Райс как-то даже взбодрилась да «крылья расправила», услыхав, что кому-то было ещё хуже, чем ей, и она оказывается не в самых худших условиях провела время последнее.
– Слышь, Апити, – заговорщицки зашипела Райс вполголоса, помахав перед лицом ладошками как бы очищая для глаз пространство обзорное, заполонённое жужжащими насекомыми, да не дававшими как следует рассмотреть собеседницу, – ты можешь мне разъяснить, что творится здесь? А то от неведения всего этого себе места не нахожу время последнее. Нет, когда я вырвусь на свободу я им всем покажу Кузькину Мать [16] как предписано. Это к еги-бабе не ходи, все умоются, но хотелось бы понять, КАК отсюда выбраться?
– Странная ты какая-то, – задумчиво пробубнила под нос Апити, скривив ротик на бок да сдунув очередную муху по щеке ползущую.

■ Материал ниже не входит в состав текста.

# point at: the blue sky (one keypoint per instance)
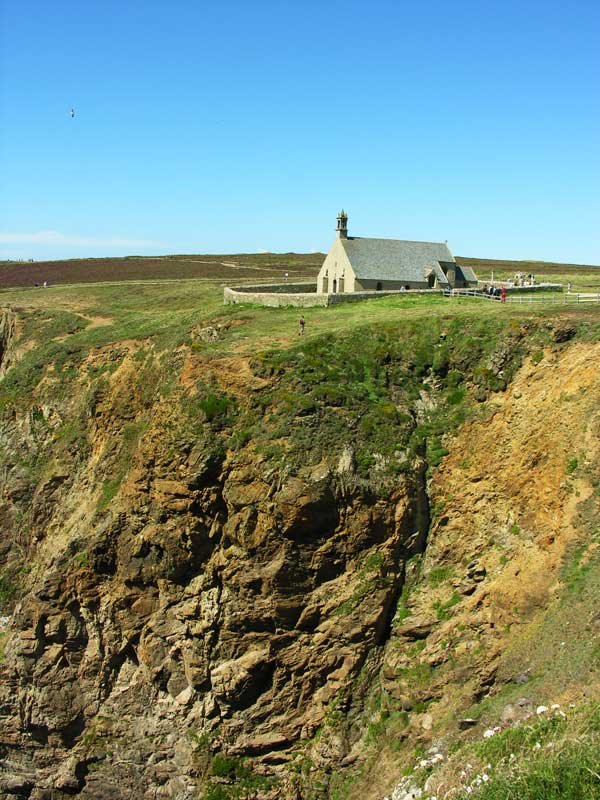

Подняв руки да просунув их в петли кожаные, она обмякла, повиснув на запястьях собственных, уронила голову на плечико хрупкое да с хитринкой принялась разглядывать новенькую. Наконец что-то для себя решив видимо, начала своё высокопарное выступление строя из себя деву бывалую, снизошедшую до объяснений кутырке неопытной:
– Отсюда, девонька, не вырываются. Сюда рвутся. Пищат да лезут все девки без исключения. Только мало кого пускают из них. Я вот ведунья [17] даром обласканная. У меня дар предвидения особенный. Я сюда больше года просилась так не пускали скряги старые. Понимаешь ты? Мало дар иметь. Здесь ещё кое-что требуется. Чтобы лучшей из лучших стать особый стержень требуется да особые нечеловечьи навыки. Вот тут мне этот стержень и выращивают. Для начала в яму закапывают, всю дрянь из башки выпихивают, оставляя наедине с собой да своими мыслями, от которых со временем остаются только значимые. Затем здесь опускают ниже опарыша, делая из меня ничтожество. Вот я из этого низшего состояния и должна буду самостоятельно без посторонней помощи вырасти, да подняться выше посредственности преодолевая все трудности зачётных кругов статусных. Поднимусь, буду ведуньей иль ведьмой иль колдуньей, какой свет не видывал. Не поднимусь, сдохну на круге каком, значить не моё это. Не судьба видать. Отсюда только два выхода подруга рыжая: либо на коне в лучах славы невиданной, либо под копытом в сыру землю закопанная. Сломаться на пути кругов колдовских любая сможет, а вот выдюжит не каждая.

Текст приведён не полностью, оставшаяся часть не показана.